I had just finished my first year in college. I was getting a few assignments to shoot. I had an agenda of making a film every month. This is the movie I came up with. It started as a simple following assignment. And it turned out to be a short and sweet documentary which earned me multiple awards in the years to come. And most importantly it showed me how difficult it is to even think to produce one short film per month.
It is the story of a man who came to Mumbai in search of a better and comforting life. The main character is a bhelwala (street chat seller) who is selling bhel in Mumbai for 16 years. The story explores the problems he faced and how his roommates helped him find solutions from time to time. Furthermore, the story explains his thoughts about his wife and his four kids which stay in village. Why doesn’t he bring them in Mumbai? Doesn’t he miss them? The story explains.
I am listing down a number of things I learnt while making the film:
1. Get your character right: Find an interesting enough character and your job is half done. Well, not literally. But a character with multiple personal challenges commands attention.
2. Multiple locations: I had a number of options open. The fact that attracted me with this particular subject was that he roams from place to place. I had the liberty of changing the location as I shoot him. I had the liberty of making him stand anywhere I like and take a timelapse. In the end my choice of locations made it look even more cinematic.
3. Small crew, small camera: I like to work alone. But a small crew of dedicated members is always welcome. Smaller the camera, lesser the attention. When using a DSLR, it is really easy to go around taking shots that you like. If you can manage to do so with a camera even smaller, nothing like it. At times, the complexity of the shot, the locations demand the use of smaller cameras with inferior power. But if the end result is going to be interesting enough, it doesn’t really matter.
4. The story is made on the edit table: After the interviews I was trying so hard to make him look like the hero of my film. It didn’t work out. I had to change the story by a great extent after taking his interview. And that actually worked in my favour.
5. Hide that lapel mic: Pretty simple actually. Take 5 seconds out of your precious time and pay attention to these smaller mistakes you can easily avoid.
6. Inserts and cut aways: I finished off the interview in a day. However it took me two and a half months to finish the documentary. I was roaming all over Mumbai collecting small clips for my film, making timelapses and staging some shots as well.
7. Hardwork, hardwork and hardwork: It’s a simple formula actually. To make something, anything, you have to devote your time. You cannot produce anything worthwhile without putting in your heart and soul. It is just not possible. That’s why I feel making a film in 1 month is kind of unrealistic and cruel. It kills the art.
8. You can’t make the films you don’t like: And the opposite of this is also true. My father disliked the film as I showed him the first cut. This was the first film, he told me that he did not like. It was a major blow. Yet towards the end I was eager on finishing it. I just wanted to know what have I invested in…
9. Take care of that hard drive: Luckily I had the export of the film on my laptop. My portable hard drive crashed and it had my FCP files. I could never retrieve the edit. I wanted to make a smaller version, I couldn’t.
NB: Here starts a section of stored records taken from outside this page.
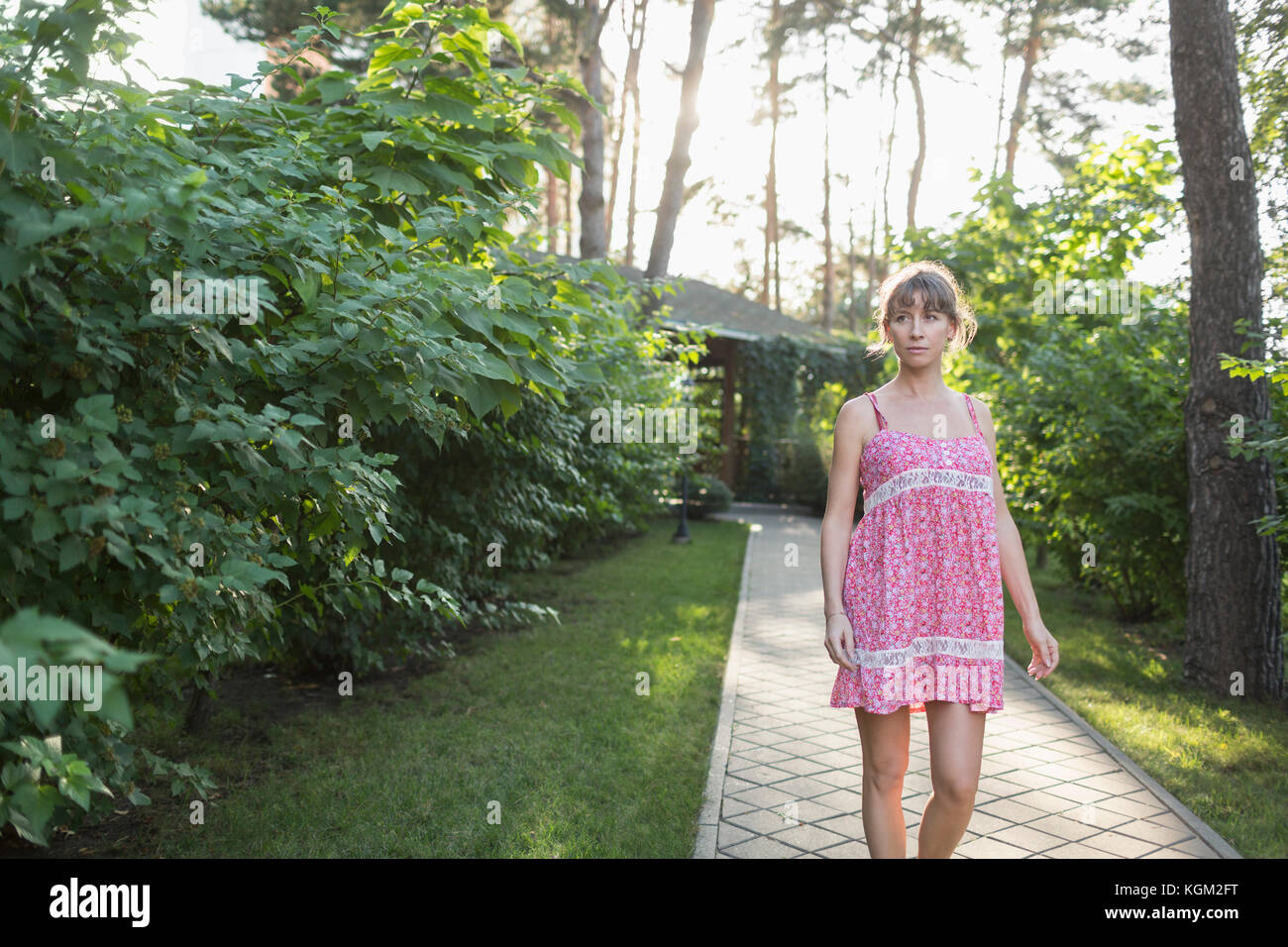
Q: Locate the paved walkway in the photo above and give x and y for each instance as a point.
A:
(786, 768)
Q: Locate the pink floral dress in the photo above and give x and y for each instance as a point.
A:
(923, 579)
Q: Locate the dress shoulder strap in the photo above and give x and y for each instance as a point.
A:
(880, 416)
(971, 408)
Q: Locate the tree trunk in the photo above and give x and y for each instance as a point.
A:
(1233, 617)
(630, 89)
(772, 178)
(677, 165)
(553, 198)
(590, 204)
(1021, 98)
(567, 195)
(1001, 90)
(894, 116)
(914, 182)
(631, 198)
(828, 266)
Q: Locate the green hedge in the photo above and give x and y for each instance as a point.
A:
(200, 483)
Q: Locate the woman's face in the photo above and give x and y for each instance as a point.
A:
(918, 335)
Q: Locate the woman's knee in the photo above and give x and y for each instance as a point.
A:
(885, 772)
(954, 788)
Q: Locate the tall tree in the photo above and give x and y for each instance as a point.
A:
(1233, 617)
(590, 204)
(914, 80)
(828, 266)
(630, 93)
(678, 163)
(772, 272)
(1031, 47)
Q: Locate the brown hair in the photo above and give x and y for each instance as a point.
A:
(940, 292)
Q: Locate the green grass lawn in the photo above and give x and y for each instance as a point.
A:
(1227, 758)
(535, 742)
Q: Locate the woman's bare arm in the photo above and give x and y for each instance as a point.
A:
(853, 425)
(1016, 567)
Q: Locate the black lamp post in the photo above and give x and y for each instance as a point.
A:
(682, 531)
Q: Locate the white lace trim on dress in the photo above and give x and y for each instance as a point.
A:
(928, 476)
(930, 644)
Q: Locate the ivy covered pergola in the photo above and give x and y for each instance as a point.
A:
(771, 369)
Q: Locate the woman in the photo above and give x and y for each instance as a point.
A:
(912, 598)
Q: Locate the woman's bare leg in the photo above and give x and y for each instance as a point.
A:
(956, 750)
(885, 759)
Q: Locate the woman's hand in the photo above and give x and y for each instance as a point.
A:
(1046, 650)
(837, 638)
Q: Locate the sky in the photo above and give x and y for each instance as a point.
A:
(719, 235)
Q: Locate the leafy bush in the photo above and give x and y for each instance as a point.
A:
(218, 312)
(706, 495)
(805, 476)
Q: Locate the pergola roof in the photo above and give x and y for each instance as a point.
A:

10. The best compliment: As I stated above, this started as an assignment at FX School. We were told to follow any interesting character and ask him questions about his life. Making a documentary out of it came much later in our syllabus. When I showed it to my professor, she asked me for the FCP edit file. I told her that it wasn’t possible for me to retrieve it. She refused to accept my submission saying she does not believe that I made it. This, by far, is the best compliment I have ever received for my film. (Although it wasn’t intended to be one!)